A few additions have been posted to the Library of note. First is an article entitled “Got the Message” on systems-level thinking on markets and sustainability. The short version is that we believe it is more capital-efficient to address the root causes of climate change than to discount the capital destruction caused by it. The free market is capable of pricing climate change risk if it is permitted to do so. Failing to recognize the true cost of capital by ignoring the system in which it exists is short-sighted and destined for ruin.

Next up, a fresh look at the investability of emerging markets through an ESG lens in “ESG and EM”. The transparency of emerging markets has improved significantly, making it easier for fundamental managers to examine environmental, social and governance criteria with the same intensity as in developed markets. Some of this improvement is a credit to the governments and home markets that are driven to attract stable, long-term investment capital from the developed world, and some is thanks to data providers and investment firms working harder to capture and catalog the same material information available to developed market investors.

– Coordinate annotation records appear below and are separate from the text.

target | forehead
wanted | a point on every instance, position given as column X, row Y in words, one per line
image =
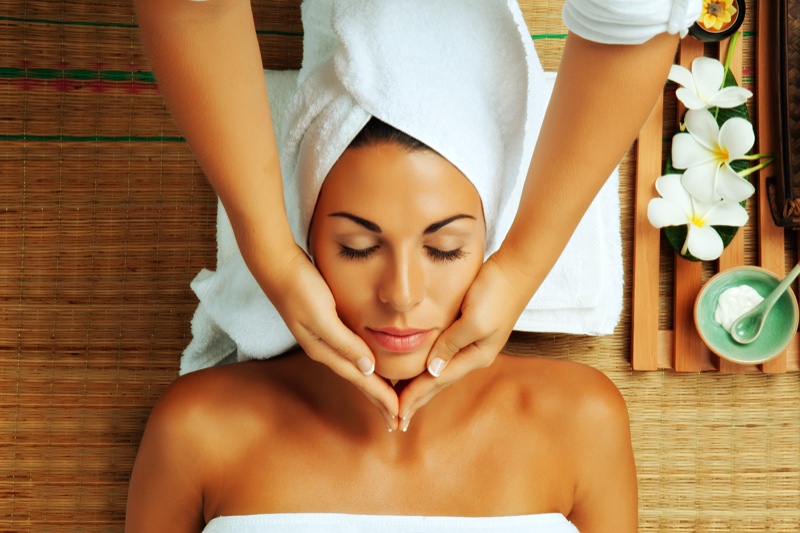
column 389, row 183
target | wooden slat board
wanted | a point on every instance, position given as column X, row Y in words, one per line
column 770, row 236
column 682, row 348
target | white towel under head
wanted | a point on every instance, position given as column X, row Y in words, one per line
column 474, row 91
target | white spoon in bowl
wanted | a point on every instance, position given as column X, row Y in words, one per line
column 747, row 327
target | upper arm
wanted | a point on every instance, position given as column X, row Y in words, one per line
column 166, row 492
column 606, row 492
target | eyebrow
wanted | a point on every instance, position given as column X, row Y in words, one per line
column 371, row 226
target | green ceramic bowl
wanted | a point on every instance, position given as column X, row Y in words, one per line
column 779, row 329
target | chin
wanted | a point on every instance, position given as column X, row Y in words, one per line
column 396, row 367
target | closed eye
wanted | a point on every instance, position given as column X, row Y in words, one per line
column 356, row 253
column 445, row 255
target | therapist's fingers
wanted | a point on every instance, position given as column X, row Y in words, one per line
column 307, row 306
column 373, row 386
column 425, row 386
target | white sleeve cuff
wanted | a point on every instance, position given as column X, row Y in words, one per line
column 629, row 21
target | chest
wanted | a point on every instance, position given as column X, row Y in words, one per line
column 465, row 475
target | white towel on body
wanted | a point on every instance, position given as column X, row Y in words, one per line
column 471, row 89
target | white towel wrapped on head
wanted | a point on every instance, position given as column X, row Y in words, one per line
column 473, row 90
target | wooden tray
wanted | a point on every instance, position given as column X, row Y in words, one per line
column 785, row 188
column 681, row 348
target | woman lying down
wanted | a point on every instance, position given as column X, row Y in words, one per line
column 399, row 170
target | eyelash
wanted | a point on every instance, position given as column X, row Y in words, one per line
column 433, row 253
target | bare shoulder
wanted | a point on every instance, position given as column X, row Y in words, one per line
column 586, row 395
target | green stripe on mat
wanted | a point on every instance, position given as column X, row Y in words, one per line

Lastly, a copy of HR 109 of the 116th Congress, aka the Green New Deal, and an accompanying article, “Small Steps & Giant Leaps” where we make the market case for the Deal. The GND is a statement of direction and purpose to pull the country back from the brink in societal and environmental terms, but is not in itself legislation destined for law. If it never finds its way out of the starting gate, it is still an effective roadmap for communities and markets to mitigate risk and create the next several decades of economic opportunity while improving health and wealth for all. And, the greed motive is entirely in line with the objectives of the Green New Deal. There is a great deal of money to be made by investors that recognize the decadal opportunities it describes.